Trinity Brown/The Lion's Roar
Despite COVID-19 restrictions, the art department was still able to host its 2021 Juried Student Exhibition for the annual art showcase for students all over campus.
Every spring, the department seeks artwork from students of all majors for the exhibition.
The art can range from visual and plastic art such as painting and symbolic sculptures all the way to digital art, including homemade videos of the artists reading a poem or going through their day in an interesting aesthetic.
Christina Molina, gallery director and associate professor of new media and animation, explained that students were able to submit however many pieces they please, and two jurors from outside the university chose which pieces to appear in the showcase.
Molina said, “They can choose as many students as they want. They chose about 40 this year. They are looking for artwork that exhibits excellence in craft, promotes conversation and content in its theme, as a whole represents students at all different levels of expertise and different art mediums.”
One student can be put into the gallery for different submissions any number of times––there is no limit.
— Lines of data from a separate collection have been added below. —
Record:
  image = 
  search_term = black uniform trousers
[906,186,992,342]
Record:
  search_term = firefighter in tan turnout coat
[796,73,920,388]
The jurors were Cheryl Hayes, a well-traveled artist and retired emeritus professor at UNO, and Garima Thakur, an interdisciplinary artist raised in New Delhi, India who currently works as associate professor of interaction media and graphic design at Western Oregon University.
Submissions were due Feb. 18 and artwork was selected for the exhibition between Feb. 23-25.
Ayanna Addison, senior art major, submitted five pieces of work from which three were chosen.
Addison said, “When I got the email that my art was selected I was very happy and excited. I’ve only been in one art show before this one and that was years ago in high school.”
Her chosen submissions included a printed picture that was originally digital called “Don’t Look,” an acrylic ink relief print named “The Sins of Hands,” and a video performance originally performed for her time-based media class that features her sister Yaminah Addison, named “My Crown.”
In her “My Crown” piece, she is braiding her sister’s hair while her sister is reciting the Crown Act, a law that has only passed in a few states that prohibit race-based discrimination in the workplace or school due to hair texture or protective styles including braids, locs, etc.
The art description explained the piece is pointing to the pressures and struggles that Black people deal with in the professional work environment concerning appearance with specific regard to hair.
Addison said, “I hope people are able to look at my art and take something away from it whether it be a profound message or just an interesting and well-done interpretation of a concept.”
The exhibition is being hosted in the Contemporary Art Gallery by Strawberry Stadium. It is open to the public until March 31.